Benedict also defended Israel's right to live in peace while calling on the international community to help the Palestinian people build their future. "May the international community, which reaffirms Israel's just right to exist in peace, assist the Palestinian people to overcome the precarious conditions in which they live and to build their future, moving toward the constitution of a state which is truly their own," Benedict said.
He also called on leaders of nations and of international organizations to work for peaceful coexistence among races, cultures, and religions "to remove the threat of terrorism."
Benedict expressed the hope that Italy will regain its serenity once final official results are announced next week from the country's elections, which the opposition coalition led by Romano Prodi won by a small margin. Religious Rites
Western-rite Christian churches around the world were celebrating April 16 as the day of Jesus Christ's resurrection after his crucifixion on Good Friday (this year on April 14). The Eastern-rite Christian Orthodox churches celebrate Easter one week later.
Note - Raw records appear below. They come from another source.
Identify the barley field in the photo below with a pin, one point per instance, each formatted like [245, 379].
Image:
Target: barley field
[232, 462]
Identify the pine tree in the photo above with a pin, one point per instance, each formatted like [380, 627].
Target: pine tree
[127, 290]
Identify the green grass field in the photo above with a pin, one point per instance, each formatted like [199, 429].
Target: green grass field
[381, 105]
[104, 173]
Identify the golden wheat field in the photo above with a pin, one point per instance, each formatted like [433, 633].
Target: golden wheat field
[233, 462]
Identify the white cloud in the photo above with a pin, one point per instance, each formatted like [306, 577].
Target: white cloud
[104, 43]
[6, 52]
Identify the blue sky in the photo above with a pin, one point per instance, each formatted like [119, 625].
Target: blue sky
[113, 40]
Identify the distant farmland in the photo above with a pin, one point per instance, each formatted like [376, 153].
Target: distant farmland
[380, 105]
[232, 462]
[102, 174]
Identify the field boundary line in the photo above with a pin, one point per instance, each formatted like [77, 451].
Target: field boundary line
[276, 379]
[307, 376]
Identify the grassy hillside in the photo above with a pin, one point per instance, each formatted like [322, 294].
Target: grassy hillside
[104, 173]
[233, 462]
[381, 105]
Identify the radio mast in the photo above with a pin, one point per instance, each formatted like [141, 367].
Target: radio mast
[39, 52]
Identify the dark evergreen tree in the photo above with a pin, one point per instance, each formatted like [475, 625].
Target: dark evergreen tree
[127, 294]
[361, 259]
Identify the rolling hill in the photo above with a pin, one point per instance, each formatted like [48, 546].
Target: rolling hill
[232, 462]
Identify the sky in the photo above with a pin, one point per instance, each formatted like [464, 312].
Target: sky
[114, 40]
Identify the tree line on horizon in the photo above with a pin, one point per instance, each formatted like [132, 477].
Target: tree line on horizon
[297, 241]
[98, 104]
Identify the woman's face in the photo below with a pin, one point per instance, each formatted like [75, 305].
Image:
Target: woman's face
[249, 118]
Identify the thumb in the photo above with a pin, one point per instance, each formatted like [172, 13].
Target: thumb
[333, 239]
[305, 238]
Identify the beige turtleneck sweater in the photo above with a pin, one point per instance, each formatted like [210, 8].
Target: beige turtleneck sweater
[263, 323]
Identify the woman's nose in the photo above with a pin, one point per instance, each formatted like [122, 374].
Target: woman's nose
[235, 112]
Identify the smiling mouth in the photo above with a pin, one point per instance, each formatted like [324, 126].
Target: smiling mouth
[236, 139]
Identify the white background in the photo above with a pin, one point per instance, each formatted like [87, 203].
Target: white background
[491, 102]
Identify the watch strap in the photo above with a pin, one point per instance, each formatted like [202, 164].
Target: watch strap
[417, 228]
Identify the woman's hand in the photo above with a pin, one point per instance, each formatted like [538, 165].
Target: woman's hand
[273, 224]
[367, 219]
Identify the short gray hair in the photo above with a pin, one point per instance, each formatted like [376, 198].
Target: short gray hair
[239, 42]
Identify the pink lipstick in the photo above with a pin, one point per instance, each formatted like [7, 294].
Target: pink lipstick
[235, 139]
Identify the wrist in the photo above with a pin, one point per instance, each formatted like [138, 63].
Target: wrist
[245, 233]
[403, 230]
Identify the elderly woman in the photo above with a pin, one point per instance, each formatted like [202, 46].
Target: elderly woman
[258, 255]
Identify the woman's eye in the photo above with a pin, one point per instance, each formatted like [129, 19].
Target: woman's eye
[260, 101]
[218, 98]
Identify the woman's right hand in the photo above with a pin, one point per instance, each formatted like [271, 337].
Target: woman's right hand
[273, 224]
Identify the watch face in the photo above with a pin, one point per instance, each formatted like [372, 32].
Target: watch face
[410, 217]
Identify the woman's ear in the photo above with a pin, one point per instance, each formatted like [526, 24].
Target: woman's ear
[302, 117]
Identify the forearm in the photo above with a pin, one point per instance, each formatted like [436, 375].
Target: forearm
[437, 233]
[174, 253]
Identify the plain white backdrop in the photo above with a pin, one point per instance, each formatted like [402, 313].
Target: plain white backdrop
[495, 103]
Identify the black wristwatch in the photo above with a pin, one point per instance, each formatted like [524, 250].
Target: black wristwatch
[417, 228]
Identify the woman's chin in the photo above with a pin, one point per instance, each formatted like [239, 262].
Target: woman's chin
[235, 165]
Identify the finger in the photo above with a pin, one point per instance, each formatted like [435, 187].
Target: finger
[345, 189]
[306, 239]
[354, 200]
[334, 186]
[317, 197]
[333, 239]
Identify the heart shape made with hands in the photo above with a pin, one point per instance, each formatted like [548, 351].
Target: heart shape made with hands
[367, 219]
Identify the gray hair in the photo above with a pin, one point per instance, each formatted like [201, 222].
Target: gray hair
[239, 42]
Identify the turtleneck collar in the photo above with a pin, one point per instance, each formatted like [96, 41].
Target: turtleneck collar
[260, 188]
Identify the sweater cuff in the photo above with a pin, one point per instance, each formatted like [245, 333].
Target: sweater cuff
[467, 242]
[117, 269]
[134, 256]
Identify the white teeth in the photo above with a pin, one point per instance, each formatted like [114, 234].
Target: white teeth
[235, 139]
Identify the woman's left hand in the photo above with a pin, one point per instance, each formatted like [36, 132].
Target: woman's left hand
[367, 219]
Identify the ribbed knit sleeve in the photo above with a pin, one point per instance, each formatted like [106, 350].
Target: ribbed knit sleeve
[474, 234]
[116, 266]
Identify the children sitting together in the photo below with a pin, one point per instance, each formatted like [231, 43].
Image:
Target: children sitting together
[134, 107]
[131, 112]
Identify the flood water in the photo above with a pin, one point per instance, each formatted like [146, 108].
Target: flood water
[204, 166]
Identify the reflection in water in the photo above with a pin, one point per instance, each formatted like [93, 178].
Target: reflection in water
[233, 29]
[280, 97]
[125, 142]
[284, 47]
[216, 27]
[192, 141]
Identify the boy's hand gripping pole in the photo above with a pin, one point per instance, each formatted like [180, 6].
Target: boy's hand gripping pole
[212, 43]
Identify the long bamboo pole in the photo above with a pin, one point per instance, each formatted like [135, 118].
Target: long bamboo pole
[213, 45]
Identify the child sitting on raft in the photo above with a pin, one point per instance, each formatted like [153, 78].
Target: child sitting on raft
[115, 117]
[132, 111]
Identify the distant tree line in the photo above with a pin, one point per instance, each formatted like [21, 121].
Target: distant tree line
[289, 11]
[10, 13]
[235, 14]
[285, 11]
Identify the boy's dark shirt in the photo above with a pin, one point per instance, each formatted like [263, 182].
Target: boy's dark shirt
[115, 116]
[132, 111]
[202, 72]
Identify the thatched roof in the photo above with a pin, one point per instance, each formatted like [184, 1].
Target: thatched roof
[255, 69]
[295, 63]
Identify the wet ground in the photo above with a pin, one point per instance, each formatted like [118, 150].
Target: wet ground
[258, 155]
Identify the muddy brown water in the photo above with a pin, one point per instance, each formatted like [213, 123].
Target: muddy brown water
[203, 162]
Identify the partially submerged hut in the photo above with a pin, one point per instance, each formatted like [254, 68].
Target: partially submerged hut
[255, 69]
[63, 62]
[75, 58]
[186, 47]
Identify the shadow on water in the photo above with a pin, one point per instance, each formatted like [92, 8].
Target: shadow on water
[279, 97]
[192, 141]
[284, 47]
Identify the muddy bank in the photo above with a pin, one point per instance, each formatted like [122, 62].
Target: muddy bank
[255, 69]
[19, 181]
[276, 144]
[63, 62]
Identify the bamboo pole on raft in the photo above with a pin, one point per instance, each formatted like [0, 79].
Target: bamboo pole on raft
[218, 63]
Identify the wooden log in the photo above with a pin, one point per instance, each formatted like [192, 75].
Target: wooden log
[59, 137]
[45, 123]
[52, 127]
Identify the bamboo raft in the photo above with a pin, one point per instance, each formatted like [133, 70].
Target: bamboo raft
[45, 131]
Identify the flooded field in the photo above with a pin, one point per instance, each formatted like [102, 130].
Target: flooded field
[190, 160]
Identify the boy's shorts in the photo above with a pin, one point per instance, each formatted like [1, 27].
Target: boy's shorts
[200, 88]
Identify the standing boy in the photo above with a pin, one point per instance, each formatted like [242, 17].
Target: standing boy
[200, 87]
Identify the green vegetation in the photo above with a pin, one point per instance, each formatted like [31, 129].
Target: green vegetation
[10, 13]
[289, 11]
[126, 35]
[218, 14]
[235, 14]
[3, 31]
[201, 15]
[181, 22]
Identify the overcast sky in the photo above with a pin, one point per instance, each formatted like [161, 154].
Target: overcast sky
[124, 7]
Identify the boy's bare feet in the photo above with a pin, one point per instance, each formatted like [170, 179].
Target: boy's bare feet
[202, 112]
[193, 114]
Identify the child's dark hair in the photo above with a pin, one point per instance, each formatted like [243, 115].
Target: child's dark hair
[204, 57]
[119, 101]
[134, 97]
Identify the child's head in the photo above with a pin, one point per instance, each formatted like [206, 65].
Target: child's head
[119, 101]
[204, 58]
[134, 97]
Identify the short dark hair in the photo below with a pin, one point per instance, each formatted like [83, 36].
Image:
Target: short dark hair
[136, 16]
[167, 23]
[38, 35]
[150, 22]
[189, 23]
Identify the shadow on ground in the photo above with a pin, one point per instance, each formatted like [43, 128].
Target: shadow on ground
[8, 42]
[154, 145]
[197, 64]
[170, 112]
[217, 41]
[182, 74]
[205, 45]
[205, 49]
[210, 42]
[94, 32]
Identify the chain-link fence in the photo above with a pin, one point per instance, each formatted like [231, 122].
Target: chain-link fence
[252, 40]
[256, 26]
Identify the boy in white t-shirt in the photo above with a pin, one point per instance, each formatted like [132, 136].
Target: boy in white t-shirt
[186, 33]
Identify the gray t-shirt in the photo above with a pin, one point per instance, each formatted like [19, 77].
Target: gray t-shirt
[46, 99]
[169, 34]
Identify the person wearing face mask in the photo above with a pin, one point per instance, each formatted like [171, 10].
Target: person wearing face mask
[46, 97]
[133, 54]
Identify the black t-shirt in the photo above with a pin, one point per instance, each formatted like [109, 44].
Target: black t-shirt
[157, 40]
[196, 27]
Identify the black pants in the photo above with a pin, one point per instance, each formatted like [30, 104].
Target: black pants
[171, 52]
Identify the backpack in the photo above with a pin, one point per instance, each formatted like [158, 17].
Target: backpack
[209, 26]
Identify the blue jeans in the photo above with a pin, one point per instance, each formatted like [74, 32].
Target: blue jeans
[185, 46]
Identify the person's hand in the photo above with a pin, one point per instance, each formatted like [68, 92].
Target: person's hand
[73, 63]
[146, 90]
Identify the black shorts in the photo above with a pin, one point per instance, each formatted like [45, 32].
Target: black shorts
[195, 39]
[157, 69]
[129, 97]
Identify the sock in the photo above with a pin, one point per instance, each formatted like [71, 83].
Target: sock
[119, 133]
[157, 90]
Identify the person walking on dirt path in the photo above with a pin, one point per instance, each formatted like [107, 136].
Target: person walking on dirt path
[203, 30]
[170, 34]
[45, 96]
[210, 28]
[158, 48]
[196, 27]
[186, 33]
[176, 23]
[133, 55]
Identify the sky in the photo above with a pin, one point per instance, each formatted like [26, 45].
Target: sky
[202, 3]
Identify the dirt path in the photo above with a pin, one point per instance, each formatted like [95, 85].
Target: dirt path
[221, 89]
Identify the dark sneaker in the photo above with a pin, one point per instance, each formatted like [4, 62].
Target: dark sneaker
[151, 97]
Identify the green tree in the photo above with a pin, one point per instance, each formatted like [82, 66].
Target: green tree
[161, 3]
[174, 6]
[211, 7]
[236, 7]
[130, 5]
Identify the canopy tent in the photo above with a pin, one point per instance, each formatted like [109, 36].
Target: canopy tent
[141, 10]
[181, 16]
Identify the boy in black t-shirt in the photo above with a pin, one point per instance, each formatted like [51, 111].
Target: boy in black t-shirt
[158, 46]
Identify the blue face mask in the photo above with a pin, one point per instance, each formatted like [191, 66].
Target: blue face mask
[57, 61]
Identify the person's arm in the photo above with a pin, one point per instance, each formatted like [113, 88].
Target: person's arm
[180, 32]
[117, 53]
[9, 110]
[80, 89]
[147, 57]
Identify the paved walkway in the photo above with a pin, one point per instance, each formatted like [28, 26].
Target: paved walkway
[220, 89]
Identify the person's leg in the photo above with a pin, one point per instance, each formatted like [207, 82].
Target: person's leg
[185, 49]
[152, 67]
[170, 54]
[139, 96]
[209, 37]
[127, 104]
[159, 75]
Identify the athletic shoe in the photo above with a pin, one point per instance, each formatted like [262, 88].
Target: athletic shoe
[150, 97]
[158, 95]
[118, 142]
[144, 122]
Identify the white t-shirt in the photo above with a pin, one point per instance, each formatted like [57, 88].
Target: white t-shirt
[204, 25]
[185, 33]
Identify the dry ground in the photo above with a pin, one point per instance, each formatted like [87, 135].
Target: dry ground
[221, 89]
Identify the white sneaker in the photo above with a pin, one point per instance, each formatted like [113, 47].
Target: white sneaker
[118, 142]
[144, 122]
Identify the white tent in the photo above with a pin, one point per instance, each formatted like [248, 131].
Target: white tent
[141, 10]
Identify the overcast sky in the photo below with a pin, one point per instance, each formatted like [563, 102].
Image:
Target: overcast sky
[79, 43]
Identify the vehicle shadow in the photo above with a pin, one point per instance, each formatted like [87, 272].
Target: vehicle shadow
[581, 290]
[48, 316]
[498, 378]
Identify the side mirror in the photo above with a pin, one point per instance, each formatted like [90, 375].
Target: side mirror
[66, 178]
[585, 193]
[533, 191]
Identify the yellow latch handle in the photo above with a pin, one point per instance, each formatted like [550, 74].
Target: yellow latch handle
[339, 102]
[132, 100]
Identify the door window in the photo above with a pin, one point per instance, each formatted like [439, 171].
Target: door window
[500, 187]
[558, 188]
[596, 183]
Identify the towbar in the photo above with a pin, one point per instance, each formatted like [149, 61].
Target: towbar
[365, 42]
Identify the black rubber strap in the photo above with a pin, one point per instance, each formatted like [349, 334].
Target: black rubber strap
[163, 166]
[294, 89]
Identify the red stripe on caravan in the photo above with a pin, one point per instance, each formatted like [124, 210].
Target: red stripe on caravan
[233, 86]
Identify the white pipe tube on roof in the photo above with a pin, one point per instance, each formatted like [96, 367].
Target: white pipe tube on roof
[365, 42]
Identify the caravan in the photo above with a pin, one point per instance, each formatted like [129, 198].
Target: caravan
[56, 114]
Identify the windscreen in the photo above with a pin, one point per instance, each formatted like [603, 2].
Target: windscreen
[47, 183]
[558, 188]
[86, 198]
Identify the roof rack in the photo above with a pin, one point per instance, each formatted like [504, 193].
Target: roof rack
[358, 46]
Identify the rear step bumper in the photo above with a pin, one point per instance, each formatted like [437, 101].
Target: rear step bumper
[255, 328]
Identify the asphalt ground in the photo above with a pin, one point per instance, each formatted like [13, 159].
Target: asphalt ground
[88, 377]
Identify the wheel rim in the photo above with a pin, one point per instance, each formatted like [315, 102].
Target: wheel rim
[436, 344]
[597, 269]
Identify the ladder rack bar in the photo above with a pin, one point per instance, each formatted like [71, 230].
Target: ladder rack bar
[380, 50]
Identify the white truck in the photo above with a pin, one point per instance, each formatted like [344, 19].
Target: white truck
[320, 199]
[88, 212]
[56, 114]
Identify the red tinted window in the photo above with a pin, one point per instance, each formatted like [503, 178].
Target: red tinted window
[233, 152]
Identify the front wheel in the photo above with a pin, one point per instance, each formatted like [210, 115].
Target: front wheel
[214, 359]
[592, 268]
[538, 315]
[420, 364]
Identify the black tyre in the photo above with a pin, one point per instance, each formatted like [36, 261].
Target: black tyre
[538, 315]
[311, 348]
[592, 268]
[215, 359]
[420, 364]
Late on April 15, Benedict presided over a vigil inside St. Peter's Basilica. He called the resurrection of Christ the "most crucial leap into a totally new dimension." He described the resurrection as having been like "an explosion of light" and urged Catholics to let the risen Christ help them transform a world of violence and corruption.
Catholics in the West Bank town of Bethlehem, where Jesus was born, held the traditional candlelight vigil in the Church of the Nativity on April 15.
The Church of the Nativity is built above a cave that is believed to have been the birthplace of Jesus Christ.
Last year, Easter celebrations were overshadowed by Pope John Paul II's deteriorating health. The Polish-born pontiff could barely speak when he greeted pilgrims massed in St. Peter's square, and a cardinal delivered his Easter message. John Paul II died six days later, on April 2.
Meanwhile, Philippine President Gloria Macapagal Arroyo ordered the commutation of all death sentences to life imprisonment as her predominantly Catholic country marked Easter Sunday. The order would spare the lives of 1,205 convicts currently on death row.